Global Well-posedness of the 3D Primitive Equations with Only Horizontal Viscosity and Diffusion

TL;DR

This paper proves the global existence and uniqueness of strong solutions for the 3D primitive equations modeling oceanic and atmospheric dynamics, even with only horizontal viscosity and diffusion, using advanced mathematical inequalities.

Contribution

It establishes the global well-posedness of strong solutions for the 3D primitive equations with minimal horizontal viscosity and diffusion, extending previous results.

Findings

Global well-posedness for initial data in H^2

Use of logarithmic Sobolev embedding inequality

Application of a system Gronwall inequality

Abstract

In this paper, we consider the initial-boundary value problem of the 3D primitive equations for planetary oceanic and atmospheric dynamics with only horizontal eddy viscosity in the horizontal momentum equations and only horizontal diffusion in the temperature equation.
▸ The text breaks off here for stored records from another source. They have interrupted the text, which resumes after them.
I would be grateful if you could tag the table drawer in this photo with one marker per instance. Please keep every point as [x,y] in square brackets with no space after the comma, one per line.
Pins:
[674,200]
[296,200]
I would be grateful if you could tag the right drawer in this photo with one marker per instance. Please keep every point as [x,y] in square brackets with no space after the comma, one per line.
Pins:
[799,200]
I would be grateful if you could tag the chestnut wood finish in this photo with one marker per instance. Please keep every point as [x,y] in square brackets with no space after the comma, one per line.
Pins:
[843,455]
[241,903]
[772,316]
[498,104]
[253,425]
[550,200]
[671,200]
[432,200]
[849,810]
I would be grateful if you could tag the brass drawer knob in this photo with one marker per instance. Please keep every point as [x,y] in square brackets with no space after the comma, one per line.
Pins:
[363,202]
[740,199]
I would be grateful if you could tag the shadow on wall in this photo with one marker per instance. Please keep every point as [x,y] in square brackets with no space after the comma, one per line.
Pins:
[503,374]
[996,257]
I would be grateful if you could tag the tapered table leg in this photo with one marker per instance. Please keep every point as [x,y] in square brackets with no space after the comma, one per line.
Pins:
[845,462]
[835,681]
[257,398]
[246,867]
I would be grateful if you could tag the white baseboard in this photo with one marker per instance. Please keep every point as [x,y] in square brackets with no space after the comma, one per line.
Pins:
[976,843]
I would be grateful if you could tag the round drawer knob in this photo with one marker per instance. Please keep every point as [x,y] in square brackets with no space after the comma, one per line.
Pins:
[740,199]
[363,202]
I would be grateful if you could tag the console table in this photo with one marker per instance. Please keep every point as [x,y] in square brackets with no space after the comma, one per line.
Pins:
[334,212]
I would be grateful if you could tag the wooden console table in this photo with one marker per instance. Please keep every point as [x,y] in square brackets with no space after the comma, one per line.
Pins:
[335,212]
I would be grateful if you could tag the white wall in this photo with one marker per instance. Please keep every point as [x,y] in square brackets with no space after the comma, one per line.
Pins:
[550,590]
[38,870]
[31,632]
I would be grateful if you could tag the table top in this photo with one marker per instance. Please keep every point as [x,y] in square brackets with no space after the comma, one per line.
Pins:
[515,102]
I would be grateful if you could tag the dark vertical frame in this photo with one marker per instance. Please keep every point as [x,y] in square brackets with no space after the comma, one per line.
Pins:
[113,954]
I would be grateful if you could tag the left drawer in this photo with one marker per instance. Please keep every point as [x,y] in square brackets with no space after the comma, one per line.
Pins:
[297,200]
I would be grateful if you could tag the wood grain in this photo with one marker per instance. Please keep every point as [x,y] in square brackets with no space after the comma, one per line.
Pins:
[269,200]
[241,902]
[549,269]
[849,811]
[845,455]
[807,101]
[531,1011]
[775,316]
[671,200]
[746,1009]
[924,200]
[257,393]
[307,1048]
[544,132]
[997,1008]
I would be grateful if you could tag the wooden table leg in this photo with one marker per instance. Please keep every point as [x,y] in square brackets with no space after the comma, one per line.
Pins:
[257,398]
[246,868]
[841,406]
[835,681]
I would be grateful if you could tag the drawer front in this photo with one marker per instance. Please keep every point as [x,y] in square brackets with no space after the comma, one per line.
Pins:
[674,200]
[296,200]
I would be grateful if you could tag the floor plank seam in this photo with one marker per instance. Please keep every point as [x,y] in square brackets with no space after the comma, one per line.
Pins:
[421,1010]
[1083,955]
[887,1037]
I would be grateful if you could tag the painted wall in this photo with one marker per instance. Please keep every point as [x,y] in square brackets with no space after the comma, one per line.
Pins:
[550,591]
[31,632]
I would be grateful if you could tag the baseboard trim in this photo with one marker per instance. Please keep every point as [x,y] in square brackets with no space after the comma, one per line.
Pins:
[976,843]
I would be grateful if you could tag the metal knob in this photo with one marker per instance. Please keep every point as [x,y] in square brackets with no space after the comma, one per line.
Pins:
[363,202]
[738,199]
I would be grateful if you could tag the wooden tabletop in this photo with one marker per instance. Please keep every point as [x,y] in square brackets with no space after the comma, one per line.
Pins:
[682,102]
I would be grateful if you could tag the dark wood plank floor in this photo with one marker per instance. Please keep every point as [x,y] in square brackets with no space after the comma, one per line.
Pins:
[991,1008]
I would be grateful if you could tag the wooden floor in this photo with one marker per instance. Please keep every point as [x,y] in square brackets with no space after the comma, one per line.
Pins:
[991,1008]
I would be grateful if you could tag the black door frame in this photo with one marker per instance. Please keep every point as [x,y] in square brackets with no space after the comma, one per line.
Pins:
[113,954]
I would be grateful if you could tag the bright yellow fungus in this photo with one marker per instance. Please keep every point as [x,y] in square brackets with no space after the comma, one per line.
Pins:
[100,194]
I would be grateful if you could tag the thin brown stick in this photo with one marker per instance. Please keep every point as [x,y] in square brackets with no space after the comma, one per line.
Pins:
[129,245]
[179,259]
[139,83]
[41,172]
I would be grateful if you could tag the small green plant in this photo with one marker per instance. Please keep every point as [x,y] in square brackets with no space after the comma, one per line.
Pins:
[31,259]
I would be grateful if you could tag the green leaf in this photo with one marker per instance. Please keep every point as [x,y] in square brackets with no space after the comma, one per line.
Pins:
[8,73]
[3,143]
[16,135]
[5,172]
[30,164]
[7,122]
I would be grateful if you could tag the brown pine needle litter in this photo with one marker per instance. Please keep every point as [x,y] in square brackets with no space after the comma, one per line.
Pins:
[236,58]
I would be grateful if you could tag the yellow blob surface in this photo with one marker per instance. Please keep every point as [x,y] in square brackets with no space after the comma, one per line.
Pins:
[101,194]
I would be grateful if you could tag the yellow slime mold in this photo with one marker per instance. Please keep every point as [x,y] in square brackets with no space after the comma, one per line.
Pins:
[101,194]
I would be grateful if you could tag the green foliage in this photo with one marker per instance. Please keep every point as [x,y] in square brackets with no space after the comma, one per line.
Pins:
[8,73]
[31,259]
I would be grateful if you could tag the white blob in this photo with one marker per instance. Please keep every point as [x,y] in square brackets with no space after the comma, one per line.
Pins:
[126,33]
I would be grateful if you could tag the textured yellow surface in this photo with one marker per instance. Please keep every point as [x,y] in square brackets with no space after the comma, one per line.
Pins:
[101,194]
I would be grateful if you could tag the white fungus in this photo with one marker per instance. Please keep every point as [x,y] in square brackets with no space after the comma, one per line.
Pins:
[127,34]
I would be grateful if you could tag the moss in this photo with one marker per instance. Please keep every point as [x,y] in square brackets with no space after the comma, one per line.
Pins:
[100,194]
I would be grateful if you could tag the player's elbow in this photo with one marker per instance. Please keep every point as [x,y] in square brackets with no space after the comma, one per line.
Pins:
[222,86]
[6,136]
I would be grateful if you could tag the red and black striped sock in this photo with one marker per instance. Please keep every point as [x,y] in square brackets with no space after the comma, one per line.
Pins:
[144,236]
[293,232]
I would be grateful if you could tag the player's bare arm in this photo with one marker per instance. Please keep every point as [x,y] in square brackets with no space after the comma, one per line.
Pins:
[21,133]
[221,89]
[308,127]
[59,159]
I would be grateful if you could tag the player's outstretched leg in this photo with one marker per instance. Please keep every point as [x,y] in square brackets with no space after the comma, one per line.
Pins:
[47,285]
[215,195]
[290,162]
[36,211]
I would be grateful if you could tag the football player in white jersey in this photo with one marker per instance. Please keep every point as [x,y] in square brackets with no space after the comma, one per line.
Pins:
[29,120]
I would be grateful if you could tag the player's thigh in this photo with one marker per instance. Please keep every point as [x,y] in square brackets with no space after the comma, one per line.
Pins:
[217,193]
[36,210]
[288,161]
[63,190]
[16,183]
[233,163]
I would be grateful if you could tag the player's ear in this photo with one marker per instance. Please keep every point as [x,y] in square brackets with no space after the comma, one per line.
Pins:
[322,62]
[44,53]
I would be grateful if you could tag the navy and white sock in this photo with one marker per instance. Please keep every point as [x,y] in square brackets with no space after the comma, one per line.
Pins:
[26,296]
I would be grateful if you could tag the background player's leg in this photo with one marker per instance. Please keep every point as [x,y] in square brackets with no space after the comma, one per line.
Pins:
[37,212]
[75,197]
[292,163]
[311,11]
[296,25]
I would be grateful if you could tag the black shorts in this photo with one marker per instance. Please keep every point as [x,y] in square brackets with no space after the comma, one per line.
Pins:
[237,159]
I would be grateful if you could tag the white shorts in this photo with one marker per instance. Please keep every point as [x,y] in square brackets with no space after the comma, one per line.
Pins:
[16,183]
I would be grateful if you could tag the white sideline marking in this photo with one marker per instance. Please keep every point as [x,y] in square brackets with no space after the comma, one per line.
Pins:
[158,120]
Global well-posedness of strong solution is established for any $H^2$ initial data. An $N$-dimensional logarithmic Sobolev embedding inequality, which bounds the $L^\infty$ norm in terms of the $L^q$ norms up to a logarithm of the $L^p$-norm, for $p>N$, of the first order derivatives, and a system version of the classic Gronwall inequality are exploited to establish the required a priori $H^2$ estimates for the global regularity.